Con todo esto, entonces, formamos personas que sean capaces de ponerse al servicio de los demás, no sólo con su capacidad intelectual, sino precisamente entregándose con toda su persona en el servicio que cada uno desempeñe según su propia vocación, dando lo mejor de sí de acuerdo con sus capacidades específicas, mismas que deseamos que nuestros estudiantes descubran y desarrollen.

Formamos personas que sean destacados estudiantes y después competentes profesionistas, y sobre todo que sean mujeres y hombres justos e íntegros que contribuyan desde sus circunstancias de vida a la creación de una mejor sociedad. Estamos convencidos que nuestros ambientes podrán cambiar si formamos los corazones de los niños y jóvenes y no sólo su capacidad intelectual.

Con esto, buscamos cumplir con nuestra misión: “Hacer crecer lo mejor de las personas para ponerlo al servicio de los demás”, a través de la formación integral, para formar una mejor sociedad desde el propio ambiente de la persona.

Deseamos que nuestros estudiantes sean creativos y decidan por sí mismos.
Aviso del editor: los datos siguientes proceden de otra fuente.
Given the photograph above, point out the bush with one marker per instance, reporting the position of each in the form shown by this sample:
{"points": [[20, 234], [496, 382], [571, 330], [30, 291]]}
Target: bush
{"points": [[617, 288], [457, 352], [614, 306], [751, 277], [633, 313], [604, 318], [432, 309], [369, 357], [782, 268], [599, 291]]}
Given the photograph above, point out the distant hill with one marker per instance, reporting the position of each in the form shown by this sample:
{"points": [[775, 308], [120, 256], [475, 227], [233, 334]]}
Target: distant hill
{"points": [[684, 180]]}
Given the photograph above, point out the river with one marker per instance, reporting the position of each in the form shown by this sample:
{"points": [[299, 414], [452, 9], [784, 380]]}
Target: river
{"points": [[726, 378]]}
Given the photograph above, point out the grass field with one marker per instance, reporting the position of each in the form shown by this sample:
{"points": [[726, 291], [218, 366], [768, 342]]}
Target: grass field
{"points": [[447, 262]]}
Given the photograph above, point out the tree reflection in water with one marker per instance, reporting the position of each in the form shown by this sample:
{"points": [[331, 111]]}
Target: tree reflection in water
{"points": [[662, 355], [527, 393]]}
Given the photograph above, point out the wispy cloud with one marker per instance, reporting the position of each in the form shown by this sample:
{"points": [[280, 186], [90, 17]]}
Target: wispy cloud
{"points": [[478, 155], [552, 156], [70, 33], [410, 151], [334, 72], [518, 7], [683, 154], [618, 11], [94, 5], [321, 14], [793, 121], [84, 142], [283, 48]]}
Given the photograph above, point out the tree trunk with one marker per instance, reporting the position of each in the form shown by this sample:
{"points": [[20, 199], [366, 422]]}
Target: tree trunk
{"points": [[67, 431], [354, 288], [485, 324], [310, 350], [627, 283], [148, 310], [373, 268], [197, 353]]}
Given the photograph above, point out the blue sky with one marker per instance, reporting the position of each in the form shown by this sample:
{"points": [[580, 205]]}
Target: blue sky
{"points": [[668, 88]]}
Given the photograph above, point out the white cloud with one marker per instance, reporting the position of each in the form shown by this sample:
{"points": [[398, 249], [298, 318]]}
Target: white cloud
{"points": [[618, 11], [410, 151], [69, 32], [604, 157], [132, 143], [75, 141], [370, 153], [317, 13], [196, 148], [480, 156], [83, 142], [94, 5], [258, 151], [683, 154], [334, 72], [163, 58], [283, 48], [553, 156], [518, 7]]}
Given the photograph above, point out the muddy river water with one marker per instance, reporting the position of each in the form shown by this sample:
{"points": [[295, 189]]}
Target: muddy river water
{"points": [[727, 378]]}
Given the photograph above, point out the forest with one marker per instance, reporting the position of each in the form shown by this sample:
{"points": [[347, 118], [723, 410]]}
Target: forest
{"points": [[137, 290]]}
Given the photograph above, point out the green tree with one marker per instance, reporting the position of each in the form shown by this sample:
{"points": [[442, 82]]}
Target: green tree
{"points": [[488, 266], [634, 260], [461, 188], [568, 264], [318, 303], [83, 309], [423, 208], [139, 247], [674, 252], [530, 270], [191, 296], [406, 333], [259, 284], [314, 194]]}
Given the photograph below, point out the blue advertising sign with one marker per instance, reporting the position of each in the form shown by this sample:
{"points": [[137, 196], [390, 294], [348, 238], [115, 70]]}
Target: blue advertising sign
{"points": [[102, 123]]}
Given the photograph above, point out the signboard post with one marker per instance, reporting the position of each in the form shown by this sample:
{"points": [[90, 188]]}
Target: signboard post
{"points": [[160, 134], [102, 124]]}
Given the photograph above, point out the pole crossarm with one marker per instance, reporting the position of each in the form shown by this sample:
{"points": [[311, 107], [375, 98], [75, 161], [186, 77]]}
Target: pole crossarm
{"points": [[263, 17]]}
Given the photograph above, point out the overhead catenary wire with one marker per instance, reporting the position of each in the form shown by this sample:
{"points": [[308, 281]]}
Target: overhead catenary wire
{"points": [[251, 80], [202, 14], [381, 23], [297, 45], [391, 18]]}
Esta formación integral incluye lo físico, lo artístico y lo cultural y sobre todo, la formación humana y espiritual además de lo académico e intelectual.

Para poder participar e influir en este crecimiento de los niños y jóvenes contamos con las secciones de pre-escolar, primaria, secundaria y preparatoria. De esta manera podemos acompañar a nuestros estudiantes en su proceso de maduración personal, desde pequeños hasta su mayoría de edad, para poder formar personas íntegras que sean capaces de ponerse al servicio de los demás.

Todo esto forma parte del Instituto Miguel de Cervantes, donde lo más importante son las personas. Deseamos continuar construyendo este hermoso proyecto educativo y queremos iniciar este nuevo ciclo escolar con grande ánimo y liberalidad (como decía san Ignacio de Loyola), es decir, con generosidad, con alegría en el cumplimiento de lo que a cada uno le toca buscando la simplicidad en el proceder, buscando siempre el bien concreto de los demás. Vale la pena el esfuerzo. Trabajemos juntos para lograrlo.